Review Updated: 11/24/2019
A group of high school students are stalked by a sentient killer puppet in Puppet Killer. As a kid, Jamie (Aleks Paunovic) was gifted a puppet named Simon by his mother, who also began an unhealthy family tradition of watching horror movies, until she tragically died of cancer. Shortly afterwards, Jamie’s stepmother mysteriously disappears and he spends the next ten years convinced that Simon cames to life and killed her. Despite his fears, Jamie joins his girlfriend Jessie (Lisa Durupt) and fellow friend Curtis (Lee Majdoub), Rick (Richard Harmon), Lee (Kyle Cassie), and Brooke (Gigi Saul Guerrero) on a trip to his family’s old cabin, where Jamie is reunited with Simon.

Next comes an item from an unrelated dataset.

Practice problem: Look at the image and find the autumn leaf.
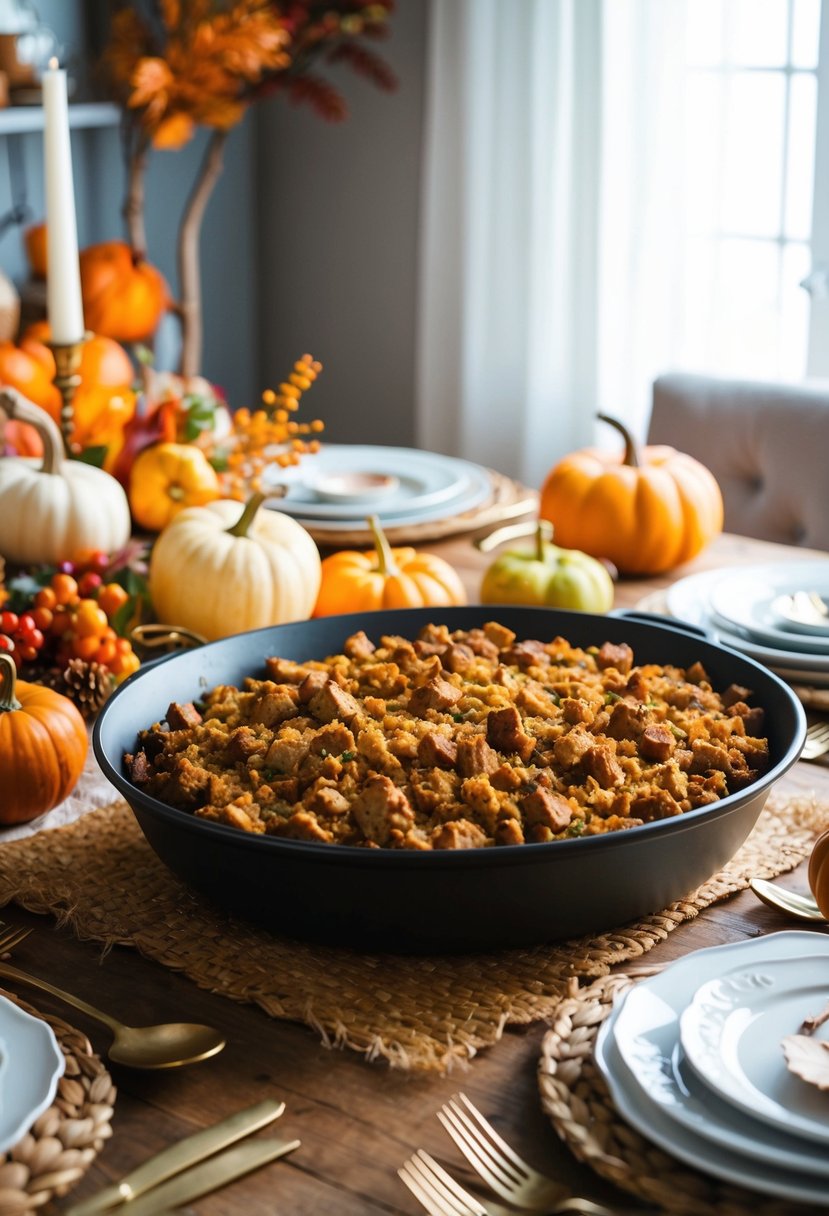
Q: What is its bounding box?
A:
[783,1035,829,1090]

Puppet Killer is a horror-comedy that is the feature film debut for Vancouver filmmaker Lisa Ovies and screenwriter Kevin Mosley. The film has a very tongue-in-cheek narrative, best described as “Killer Me Elmo,” which features many references to classic horror films such as Friday the 13th, The Shining, and of course Child’s Play. Puppet Killer also features supporting roles and cameos by many people in the Vancouver horror community, including Gigi Saul Guerrero (Culture Shock), Richard Harmon (Evangeline), The Soska Sisters (American Mary), and Jessica Cameron (Save Yourself).
Puppet Killer is a film that can be fun to watch, if you can get over how unbelievably stupid the plot it. The film tests the viewer’s suspension of disbelief casting of 50-year-old Aleks Paunovic as 17-year-old Jamie, though its a likely meta-commentary about horror films casting adults as teens, and Paunovic seems fully dedicated to the role. While I could have done with less winking at the camera, Puppet Killer still ends up being a watchable slasher film.